Question

A producer of cereal measures part of its product quality by measuring box weight. It has established that each box should be 475 grams ± 5 grams. When the production was known to be under control, it obtained samples of 5 boxes and measured their weight. It then calculated the sample range R and sample mean x¯ (x bar). It then calculated the average of the ranges as R¯ = 5.5 grams and the average of the sample means as x¯¯ (x double bar)= 474.36 grams.
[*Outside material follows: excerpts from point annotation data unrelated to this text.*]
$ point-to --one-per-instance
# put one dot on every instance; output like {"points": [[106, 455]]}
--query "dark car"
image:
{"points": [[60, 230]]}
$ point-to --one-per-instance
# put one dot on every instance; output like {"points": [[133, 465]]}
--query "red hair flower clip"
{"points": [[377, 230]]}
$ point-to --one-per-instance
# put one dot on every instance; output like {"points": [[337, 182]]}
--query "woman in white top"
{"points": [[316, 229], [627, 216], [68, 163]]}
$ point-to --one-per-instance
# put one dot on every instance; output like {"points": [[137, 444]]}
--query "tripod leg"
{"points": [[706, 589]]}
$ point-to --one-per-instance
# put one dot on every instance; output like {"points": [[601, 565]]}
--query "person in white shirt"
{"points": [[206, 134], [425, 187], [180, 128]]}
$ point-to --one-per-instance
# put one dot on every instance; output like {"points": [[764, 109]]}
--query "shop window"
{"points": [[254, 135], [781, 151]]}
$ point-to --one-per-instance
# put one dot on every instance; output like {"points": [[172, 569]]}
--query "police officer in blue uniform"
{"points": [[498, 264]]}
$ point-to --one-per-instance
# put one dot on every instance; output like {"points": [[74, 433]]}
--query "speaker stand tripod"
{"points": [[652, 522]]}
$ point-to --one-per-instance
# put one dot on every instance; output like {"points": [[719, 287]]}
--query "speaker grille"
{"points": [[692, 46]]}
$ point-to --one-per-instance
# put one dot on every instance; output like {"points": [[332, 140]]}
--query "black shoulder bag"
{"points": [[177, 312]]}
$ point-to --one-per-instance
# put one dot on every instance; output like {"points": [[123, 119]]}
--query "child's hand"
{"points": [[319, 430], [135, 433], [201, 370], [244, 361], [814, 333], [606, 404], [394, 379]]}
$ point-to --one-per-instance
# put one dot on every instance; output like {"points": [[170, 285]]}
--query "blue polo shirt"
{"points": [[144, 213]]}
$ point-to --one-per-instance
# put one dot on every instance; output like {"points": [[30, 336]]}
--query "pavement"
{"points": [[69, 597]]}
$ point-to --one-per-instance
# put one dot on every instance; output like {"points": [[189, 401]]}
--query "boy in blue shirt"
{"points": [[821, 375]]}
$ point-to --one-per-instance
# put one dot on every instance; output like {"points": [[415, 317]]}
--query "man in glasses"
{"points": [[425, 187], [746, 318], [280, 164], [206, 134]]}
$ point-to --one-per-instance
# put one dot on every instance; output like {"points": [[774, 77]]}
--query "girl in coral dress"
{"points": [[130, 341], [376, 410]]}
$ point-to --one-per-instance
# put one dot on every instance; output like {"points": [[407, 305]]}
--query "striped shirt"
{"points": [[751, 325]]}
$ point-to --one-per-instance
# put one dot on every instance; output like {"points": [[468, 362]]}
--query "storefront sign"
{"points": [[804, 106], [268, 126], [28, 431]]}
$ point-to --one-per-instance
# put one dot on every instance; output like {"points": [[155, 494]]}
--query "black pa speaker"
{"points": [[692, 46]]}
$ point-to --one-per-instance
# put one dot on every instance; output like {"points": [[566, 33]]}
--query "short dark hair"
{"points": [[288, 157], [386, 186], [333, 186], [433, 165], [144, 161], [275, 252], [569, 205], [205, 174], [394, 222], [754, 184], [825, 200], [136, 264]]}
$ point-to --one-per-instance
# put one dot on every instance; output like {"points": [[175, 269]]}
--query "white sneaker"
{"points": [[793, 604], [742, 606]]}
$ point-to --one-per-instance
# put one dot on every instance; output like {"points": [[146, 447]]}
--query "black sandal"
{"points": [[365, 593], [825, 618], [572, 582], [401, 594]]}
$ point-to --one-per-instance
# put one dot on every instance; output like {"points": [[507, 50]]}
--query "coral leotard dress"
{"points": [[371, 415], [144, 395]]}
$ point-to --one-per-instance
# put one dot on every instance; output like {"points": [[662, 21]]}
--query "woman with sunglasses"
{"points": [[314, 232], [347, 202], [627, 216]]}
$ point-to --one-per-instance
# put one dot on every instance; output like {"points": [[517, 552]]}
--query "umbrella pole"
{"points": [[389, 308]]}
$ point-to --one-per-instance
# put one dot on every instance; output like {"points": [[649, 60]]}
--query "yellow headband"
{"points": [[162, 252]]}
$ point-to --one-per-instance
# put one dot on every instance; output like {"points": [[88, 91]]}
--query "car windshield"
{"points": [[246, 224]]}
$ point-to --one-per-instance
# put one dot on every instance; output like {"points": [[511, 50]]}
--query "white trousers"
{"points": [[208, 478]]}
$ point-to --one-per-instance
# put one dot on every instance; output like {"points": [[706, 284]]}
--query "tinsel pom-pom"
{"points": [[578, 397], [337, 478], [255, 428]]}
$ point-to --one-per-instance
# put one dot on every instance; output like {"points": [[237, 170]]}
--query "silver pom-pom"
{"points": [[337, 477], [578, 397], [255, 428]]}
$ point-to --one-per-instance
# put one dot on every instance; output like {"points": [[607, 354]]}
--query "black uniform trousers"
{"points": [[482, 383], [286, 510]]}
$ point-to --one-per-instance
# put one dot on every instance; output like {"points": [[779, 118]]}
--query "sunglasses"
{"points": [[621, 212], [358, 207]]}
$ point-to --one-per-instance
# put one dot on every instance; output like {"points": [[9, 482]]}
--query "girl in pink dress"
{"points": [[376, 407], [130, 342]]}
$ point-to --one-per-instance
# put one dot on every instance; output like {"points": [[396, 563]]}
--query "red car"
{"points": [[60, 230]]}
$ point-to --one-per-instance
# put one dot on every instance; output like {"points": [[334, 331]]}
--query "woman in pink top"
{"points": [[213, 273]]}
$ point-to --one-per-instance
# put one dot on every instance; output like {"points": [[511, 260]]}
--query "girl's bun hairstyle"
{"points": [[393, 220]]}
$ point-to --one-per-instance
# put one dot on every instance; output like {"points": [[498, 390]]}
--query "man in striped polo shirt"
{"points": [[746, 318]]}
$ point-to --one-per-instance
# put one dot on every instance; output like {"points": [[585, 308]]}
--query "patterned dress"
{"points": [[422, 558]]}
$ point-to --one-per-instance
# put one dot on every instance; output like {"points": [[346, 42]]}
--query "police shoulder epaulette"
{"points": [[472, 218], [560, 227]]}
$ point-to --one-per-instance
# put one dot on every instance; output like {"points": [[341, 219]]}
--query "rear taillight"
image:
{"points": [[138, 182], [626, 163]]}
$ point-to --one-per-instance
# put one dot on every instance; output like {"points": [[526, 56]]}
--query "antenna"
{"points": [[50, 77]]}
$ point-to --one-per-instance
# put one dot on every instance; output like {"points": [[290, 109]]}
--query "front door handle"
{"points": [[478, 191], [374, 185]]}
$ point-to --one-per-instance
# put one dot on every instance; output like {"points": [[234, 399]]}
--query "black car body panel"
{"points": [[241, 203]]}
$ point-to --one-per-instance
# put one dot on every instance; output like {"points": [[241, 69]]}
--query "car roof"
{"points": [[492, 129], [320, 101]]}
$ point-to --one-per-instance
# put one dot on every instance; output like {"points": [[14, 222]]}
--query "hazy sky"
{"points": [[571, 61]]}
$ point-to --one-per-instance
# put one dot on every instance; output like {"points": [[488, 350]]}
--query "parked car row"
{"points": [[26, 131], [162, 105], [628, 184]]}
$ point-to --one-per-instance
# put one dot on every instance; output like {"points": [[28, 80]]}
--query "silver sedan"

(a) Calculate the UCLR and the LCLR.

(b) Calculate the UCLx¯ and the LCLx¯.

(c) This week, the company obtained 25 samples of box weights, again using 5 boxes per sample. The measurements were:

criteria	measurement
minimum R	0.6 grams
maximum R	9.8 grams
minimum x bar	472.84 grams
maximum x bar	476.12 grams

Is the system still under control?

(d) Given the required box weight specifications, is the current system capable of 6σ quality? (the standard deviation was measured to be σ = 1.2731)

(e) A production engineer believes that a new system will reduce the box weight standard deviation by 45%. Assuming that production will remain under control with the same R¯ (R bar) and x¯¯ (x double bar), should the company implement the proposed system?

Answer 1

Average range = R¯ = 5.5 grams

average of the sample means = x¯¯ (x double bar) = 474.36 grams.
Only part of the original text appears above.